En ces premiers jours de juin, Siddhartha Kaul, Président de l’organisation mondiale SOS Villages d’Enfants, rend visite aux équipes et aux bénéficiaires sur le terrain. Un peu plus d’un mois après le séisme du 25 avril et trois semaines après celui du 12 mai qui ont fait plus de 8’600 morts, 19’000 blessés et 8,1 millions de personnes touchées, les équipes de SOS Villages d’Enfants sont actives pour apporter des secours aux victimes, avec les autorités et des ONG. En un mois, plus de 250 personnes, travailleurs sociaux, volontaires, jeunes SOS et mères SOS, s’étaient déjà mobilisées pour quelque 3’000 bénéficiaires :

  • 23 enfants non accompagnés pris en charge par SOS Népal dans 3 Villages d’Enfants SOS (Gandaki, Sanothimi et Kavre).
  • 2’181 services essentiels (accueil, soins de santé, distribution de tentes, eau, nourriture, couvertures, vêtements…) pour 1’364 bénéficiaires. Ils sont assurés par 90 personnes dans les districts de Katmandou, Bhaktapur, Kaski et Lalitpur.
  • 1’526 enfants pris en charge au quotidien dans 19 espaces d’accueil (activités thérapeutiques, soutien psychosocial, activités éducatives informelles, soins médicaux, repas) dans les districts de Bhaktapur, Kaski, Katmandou, Lalitpur, Kavre et Bharatpur. 171 personnes y ont assuré 26’507 services.

Garantir des cours aux enfants

Alors que plus de 32’000 salles de classe ont été détruites, des milliers d’autres endommagées et toujours non sécurisées, des centaines de milliers d’enfants ne peuvent pas reprendre le chemin de l’école.

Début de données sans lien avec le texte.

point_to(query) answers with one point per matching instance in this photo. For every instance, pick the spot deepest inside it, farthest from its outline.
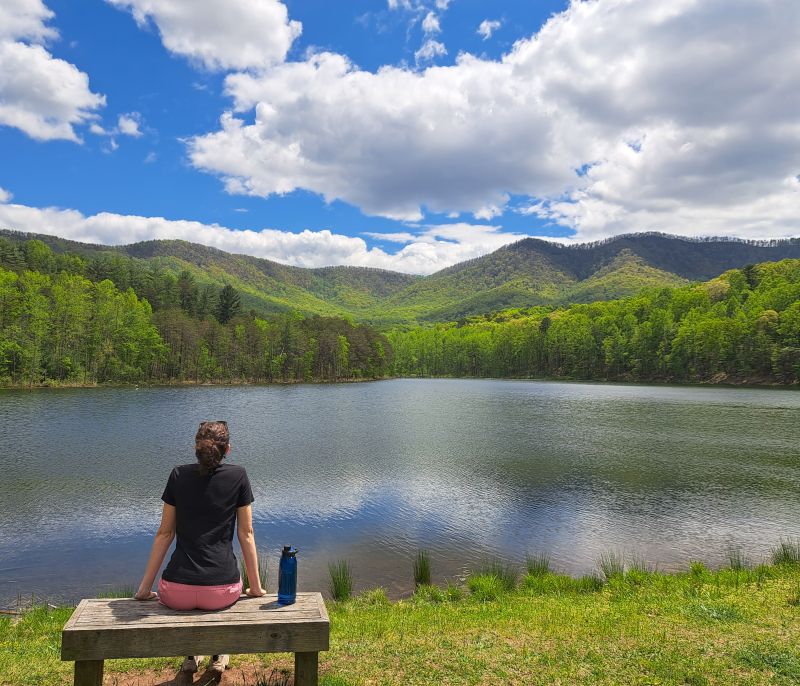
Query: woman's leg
(217, 598)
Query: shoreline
(711, 383)
(728, 627)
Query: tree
(229, 304)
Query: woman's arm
(247, 539)
(161, 544)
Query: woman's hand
(255, 592)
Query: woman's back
(205, 507)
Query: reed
(538, 564)
(787, 552)
(422, 569)
(341, 580)
(737, 560)
(612, 565)
(263, 559)
(504, 572)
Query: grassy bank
(732, 626)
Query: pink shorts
(186, 597)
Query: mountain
(523, 274)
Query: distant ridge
(523, 274)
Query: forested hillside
(742, 326)
(62, 320)
(525, 274)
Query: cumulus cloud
(618, 115)
(128, 124)
(430, 50)
(431, 23)
(430, 249)
(42, 96)
(488, 27)
(26, 20)
(235, 34)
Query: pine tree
(229, 304)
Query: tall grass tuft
(504, 572)
(787, 552)
(422, 569)
(537, 565)
(612, 565)
(737, 560)
(263, 558)
(341, 580)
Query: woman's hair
(211, 444)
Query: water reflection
(371, 472)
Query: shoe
(192, 663)
(219, 663)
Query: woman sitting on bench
(202, 503)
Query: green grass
(720, 627)
(422, 569)
(341, 580)
(504, 572)
(611, 564)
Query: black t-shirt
(206, 517)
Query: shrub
(341, 580)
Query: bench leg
(306, 671)
(88, 673)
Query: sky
(400, 134)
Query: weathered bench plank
(102, 629)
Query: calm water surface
(372, 472)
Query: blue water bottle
(287, 576)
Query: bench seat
(103, 629)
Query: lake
(467, 469)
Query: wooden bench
(104, 629)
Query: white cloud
(431, 23)
(433, 248)
(128, 124)
(430, 50)
(488, 27)
(675, 116)
(42, 96)
(235, 34)
(26, 20)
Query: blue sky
(433, 143)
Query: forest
(65, 319)
(743, 326)
(71, 319)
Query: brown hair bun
(211, 444)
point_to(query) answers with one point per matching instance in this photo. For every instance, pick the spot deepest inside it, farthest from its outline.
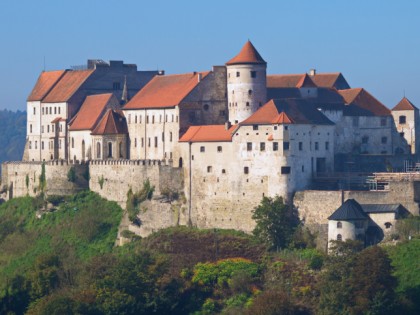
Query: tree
(275, 223)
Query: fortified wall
(24, 178)
(315, 206)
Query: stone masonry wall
(22, 178)
(314, 206)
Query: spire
(124, 96)
(247, 55)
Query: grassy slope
(84, 226)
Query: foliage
(358, 283)
(71, 175)
(135, 199)
(12, 135)
(222, 271)
(275, 223)
(409, 227)
(47, 253)
(42, 178)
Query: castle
(223, 138)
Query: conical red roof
(247, 55)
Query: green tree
(275, 223)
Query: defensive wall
(24, 178)
(315, 206)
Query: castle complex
(223, 138)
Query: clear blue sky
(374, 43)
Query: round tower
(246, 83)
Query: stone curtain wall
(22, 178)
(113, 179)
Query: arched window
(110, 149)
(98, 150)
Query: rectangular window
(402, 119)
(285, 169)
(383, 122)
(355, 121)
(365, 139)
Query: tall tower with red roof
(246, 83)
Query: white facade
(246, 90)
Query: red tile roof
(208, 133)
(405, 104)
(90, 112)
(247, 55)
(288, 111)
(112, 123)
(305, 81)
(165, 91)
(67, 86)
(364, 100)
(45, 83)
(327, 80)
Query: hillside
(12, 135)
(65, 263)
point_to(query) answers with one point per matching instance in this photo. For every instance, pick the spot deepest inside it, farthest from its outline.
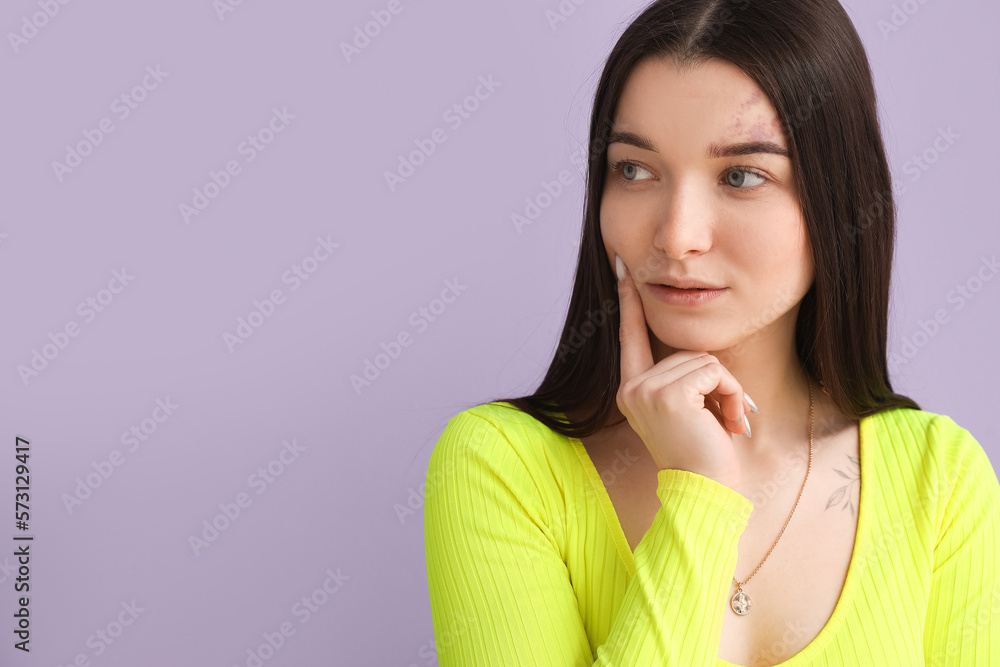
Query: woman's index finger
(637, 356)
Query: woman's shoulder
(927, 436)
(499, 430)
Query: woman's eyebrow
(714, 151)
(746, 148)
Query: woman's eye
(630, 171)
(741, 178)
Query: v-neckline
(855, 569)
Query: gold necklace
(740, 601)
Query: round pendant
(741, 602)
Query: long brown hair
(806, 56)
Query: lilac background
(365, 453)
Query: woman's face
(698, 189)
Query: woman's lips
(685, 297)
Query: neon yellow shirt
(527, 563)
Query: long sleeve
(963, 617)
(499, 587)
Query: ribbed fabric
(527, 563)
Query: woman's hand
(684, 408)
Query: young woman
(640, 508)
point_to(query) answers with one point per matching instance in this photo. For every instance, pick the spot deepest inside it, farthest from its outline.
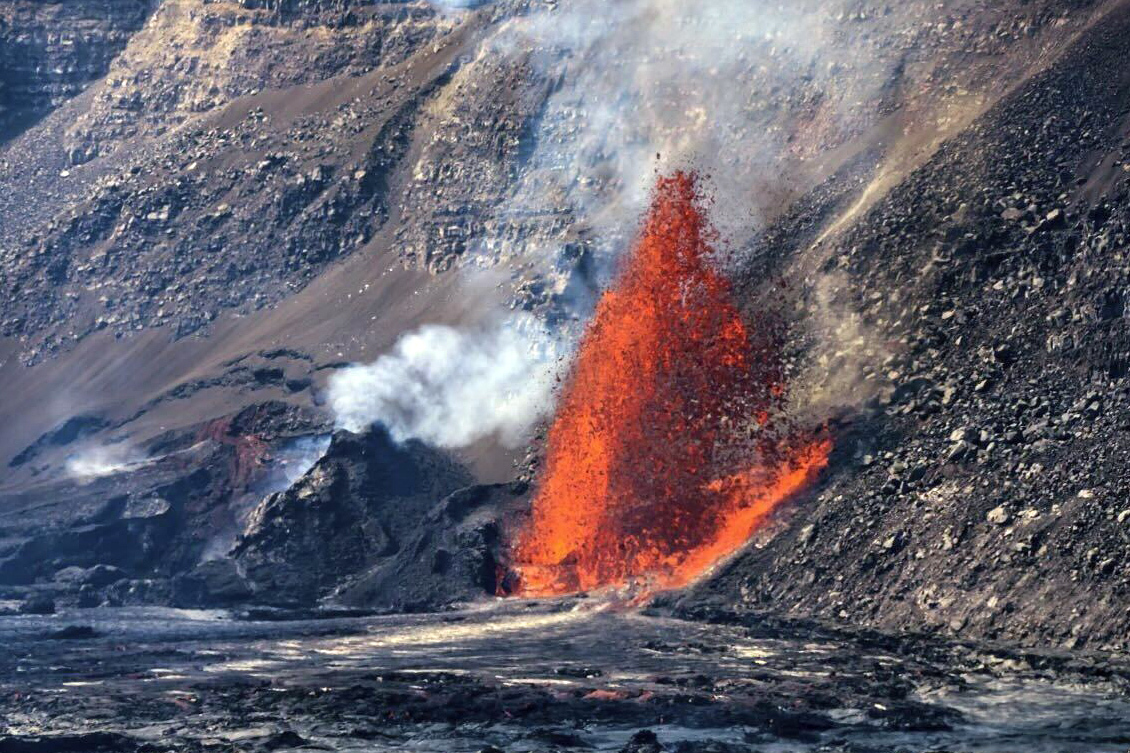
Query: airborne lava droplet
(668, 449)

Sans oublier tous ceux qui craignent d’y retourner par peur de nouvelles répliques sismiques. Il y a d’urgence besoin de reconstruire un environnement éducatif sécurisé mais aussi d’apporter un soutien psychosocial aux élèves et à leurs enseignants. SOS Villages d’Enfants Népal s’est engagée à assurer des cours temporaires dans ses espaces d’accueil pour les enfants victimes du séisme et souvent déplacés. Avec la saison des pluies qui approche, certains espaces temporaires installés sous des tentes devront être renforcés, voire relocalisés, pour pouvoir continuer à dispenser leurs services quotidiens.

La mousson, des défis en plus…

Avec la mousson qui arrive, le pire est à craindre : les risques épidémiques, les glissements de terrain, l’insécurité alimentaire… Certaines régions montagneuses reculées sont pour l’heure toujours inaccessibles et des milliers de personnes livrées à elles-mêmes. Fin mai, des centaines de milliers de personnes n’avaient toujours pas d’abri ou survivaient sous des tentes en plastique. L’aide tarde. Beaucoup se sentant abandonnés, se mettent à construire seuls des abris temporaires avant le démarrage de la redoutable saison des pluies.